How I Overcame Anorexia & Learned to Love My Body
Society and the media make loving our bodies as women incredibly difficult, but it’s certainly not impossible. Here’s how I overcame my eating disorder and negative body image and gained confidence in my recovery.
One in 200 American women suffer from anorexia, 2-3 in 100 suffer from bulimia, and a large percentage of the rest have struggled with eating and body image at some point in their lives, but this isn’t something the media tells you. As women, we’re force-fed unrealistic beauty standards and told over and over that skinny equals pretty. Like millions of other young girls, with a combination of high-anxiety, low-self-esteem, and a constant feeling of not being good enough, I fell into society’s trap, believing that I wasn’t worthy if I wasn’t skinny.
At the age of 13, I began to starve myself, except it wasn’t so obvious at first. I began by eating only what society tells us is “healthy,” cutting out desserts, snacks, fats, and carbs. Regardless of the fact that I hated running, I made myself run. I went to the gym as often as my mom could drive me, and through the fall of my eighth grade year, things went from bad to worse very quickly.
While I began dieting in August, by December I was on my deathbed. I was admitted to the Children’s Hospital of Philadelphia on December 4th, 2013, and the doctors told my parents that had they not brought me, I could have died in my sleep in the next few days. My heart had lost so much muscle mass that while it should be beating at about 60-100 beats per minute, in my sleep it was barely beating 30.
I could go through the next four years of my life in agonizing detail, but for the purpose of this piece, I’ll explain in summary. From ages 13 to 16, I was incredibly sick. Not always medically and in terms of my risk for death as a result of my eating disorder, but sick mentally. I was hospitalized more than 10 times - the ER became my new home. I went through 5 long-term rehabilitation programs across the country, from Utah to Illinois to Florida. I cut my wrists when I felt I ate “too much” and swallowed bottles of pills when I wanted everything to end. My parents and I got in physical altercations while arguing over food. I hid food in my socks and pockets when I told my parents I had eaten. The things I did as a result of my eating disorder were horrible and others often had a hard time understanding why I went to such lengths to not eat. It wasn’t until I was 16 that I actually began to consider not starving myself anymore.
When I left my treatment center in Miami at the end of what would have been my sophomore year of high school, I realized the reality that would be my life if I didn’t turn things around. Aspirations of college were coming into view, and my parents told me that if I wasn’t strong enough in my recovery by the time I turned 18 and I would be going to college, they would go to court to receive custody over me, and I would not be going to college.
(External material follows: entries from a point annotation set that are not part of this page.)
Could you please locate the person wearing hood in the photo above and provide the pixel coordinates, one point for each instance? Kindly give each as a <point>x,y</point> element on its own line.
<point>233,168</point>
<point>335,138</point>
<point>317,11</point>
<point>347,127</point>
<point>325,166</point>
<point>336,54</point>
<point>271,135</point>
Since I knew what college was, I looked forward to it. I’ve never felt terribly connected to my hometown in suburban Pennsylvania. I’ve always been a city girl, and living in white suburbia where nearly every day is the same felt restricting to me. I wanted a different life for my older self, and I dreamed of going to college in New York City. When my parents told me this dream of mine was on the line, I had to decide which life I wanted for myself. Did I want to be 18 in a hospital with IVs and feeding tubes and medications and no future? Or did I want to be independent in New York City with friends and aspirations and a career?
In fall of 2018 I moved to New York City to attend my first-choice of college, Fordham University. I’ve been here for 2 years now and every day I’m glad I chose life. I’m pursuing a degree in journalism and fashion, I’m living with my best friends, I’m completing internships, making connections, and getting food and drinks in SoHo without a thought to how many calories are in that margarita.
Whether it seems as black and white as my story, every day you decide to choose life, or you decide to choose misery. Society has drilled it into our brains that the weight our body naturally falls at is not good enough, that we actively have to count our calories and our steps and watch our waistline and maintain a thigh gap. As women, we are taught to critique and form opinions of others based on their appearance. Let’s start praising each other not for choosing the salad over the burger or for working out everyday, but for living authentically and embracing their natural bodies. Trusting your hunger and cravings is a beautiful thing, it’s your brain that gets in the way. Redefining what it means to be beautiful is no simple feat, but by supporting other women in their efforts to find self-acceptance and self-love beyond the number on the scale or the size on the tag of their jeans, we’re saying f*ck you to society. Learning to love your most natural self is the most powerful thing a woman can do, even if your natural self is different from society’s beauty ideals.